When faced with a drastically reduced list of reasons to leave our homes as part of the UK lockdown measures, it seemed like many of us decided to take up outside exercise. Overwhelming, I found the people I spoke to embracing this one freedom they had (if they could). Some who had never run a 5k in their life were now donning their trainers and running. Others were discovering parks, fields, canals, and the like, nearby for their walks or bike rides, often surprised at what was on their doorstep. People started buying more bikes, with one Australian bicycle company comparing themselves to being the new toilet roll… (bike booms are not without their warnings). The removal of a variety of exercise options, with the addition that this was one of the few reasons you could leave your home, somehow made it easier to choose to do so. Because the real decision was you either went out for an hour or so a day or you didn’t. Instead of being faced with a multitude of decisions, you had two: 1) Run, walk, or cycle? 2) When?

The ability to appreciate this freedom may also have stemmed from looking across to countries like Spain or Italy, where you were not allowed out for exercise at all, so being able to go out and run/walk/cycle, feeling that sun or wind on your face, felt like a real privilege. In the beginning, there was also the fear that our once a day allowance could be taken away, following suit of other European countries, so there was this collective feeling that we should make the most of being able to exercise outside, if we could.


Our options then increased in mid-May with UK residents now allowed unlimited outside exercise, as part of the marginal easing of the UK lockdown measures. We were given much more choice on the type of exercise we could do and we could perform it whenever took our fancy. But did this translate into us exercising outside more? If anything, I would say the opposite is true, it seemed like many of us were exercising outside less than before.

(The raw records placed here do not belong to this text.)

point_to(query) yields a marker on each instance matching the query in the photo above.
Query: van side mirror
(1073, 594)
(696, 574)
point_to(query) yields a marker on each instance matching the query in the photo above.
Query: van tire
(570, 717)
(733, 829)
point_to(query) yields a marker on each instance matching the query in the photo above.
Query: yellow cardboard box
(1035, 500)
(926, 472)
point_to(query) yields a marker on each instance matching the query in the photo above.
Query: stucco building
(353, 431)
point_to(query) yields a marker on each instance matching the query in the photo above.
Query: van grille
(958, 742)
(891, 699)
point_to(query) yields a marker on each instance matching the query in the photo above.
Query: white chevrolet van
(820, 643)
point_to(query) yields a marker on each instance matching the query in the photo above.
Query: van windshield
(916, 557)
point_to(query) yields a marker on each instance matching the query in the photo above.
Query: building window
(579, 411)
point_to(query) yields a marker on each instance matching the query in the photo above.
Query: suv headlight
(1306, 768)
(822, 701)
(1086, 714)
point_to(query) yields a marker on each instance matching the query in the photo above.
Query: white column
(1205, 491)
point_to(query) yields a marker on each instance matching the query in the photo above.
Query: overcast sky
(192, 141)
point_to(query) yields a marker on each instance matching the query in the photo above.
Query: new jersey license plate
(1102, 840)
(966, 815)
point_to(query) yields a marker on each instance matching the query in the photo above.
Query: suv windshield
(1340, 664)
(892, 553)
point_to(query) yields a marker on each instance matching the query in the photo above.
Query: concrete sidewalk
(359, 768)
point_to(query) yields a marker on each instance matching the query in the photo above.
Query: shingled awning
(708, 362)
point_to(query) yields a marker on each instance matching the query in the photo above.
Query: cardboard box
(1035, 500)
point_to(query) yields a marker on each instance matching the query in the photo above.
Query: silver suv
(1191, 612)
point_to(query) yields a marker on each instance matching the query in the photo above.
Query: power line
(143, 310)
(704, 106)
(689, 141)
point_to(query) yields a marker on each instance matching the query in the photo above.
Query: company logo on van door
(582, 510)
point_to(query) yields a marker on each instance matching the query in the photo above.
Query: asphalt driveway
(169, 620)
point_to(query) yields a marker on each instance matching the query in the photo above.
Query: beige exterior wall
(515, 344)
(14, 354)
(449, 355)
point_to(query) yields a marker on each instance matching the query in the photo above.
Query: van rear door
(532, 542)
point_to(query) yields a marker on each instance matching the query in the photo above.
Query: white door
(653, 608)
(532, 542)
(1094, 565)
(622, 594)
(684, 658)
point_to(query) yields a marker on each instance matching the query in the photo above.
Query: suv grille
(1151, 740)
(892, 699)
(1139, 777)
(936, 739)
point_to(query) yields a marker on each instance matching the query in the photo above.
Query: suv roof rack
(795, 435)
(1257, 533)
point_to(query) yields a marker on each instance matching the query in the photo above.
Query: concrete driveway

The ability to exercise outside as much as I can, doesn’t mean that I will. Is part of this because we have more choice that we actually don’t do it? Of course, when the sun is shining and it is pure picnic weather, people will be in the parks, but exercising more than once a day? Not usually. By having unlimited exercise as an option, there felt like less of an need to make the most of that once coveted outside time we had (at least for the everyday, non pro athletes among us). Yes, this is a time of global health crisis, which would have no doubt served in making those decisions in some shape or form. But even so, our actions during the earlier stages of lockdown do feel quite different to now, and I wonder if removing some of our choices did serve to help our decision making process.


It will be interesting to see what happens post lockdown. Will the reopening of gyms, fitness studios, swimming pools etc. lead us to a nation that embraces exercise more so? With other non-exercise options soon poised to combat for our attention, will the vast array of options tire us out making us choose not to do any? Or will we fall somewhere in between?

Does this mean that having less choice (and obviously under better circumstances) can be more motivating for us to actually choose? Perhaps we need to take an element of this into the new normal that will be and scale back to be able to achieve more.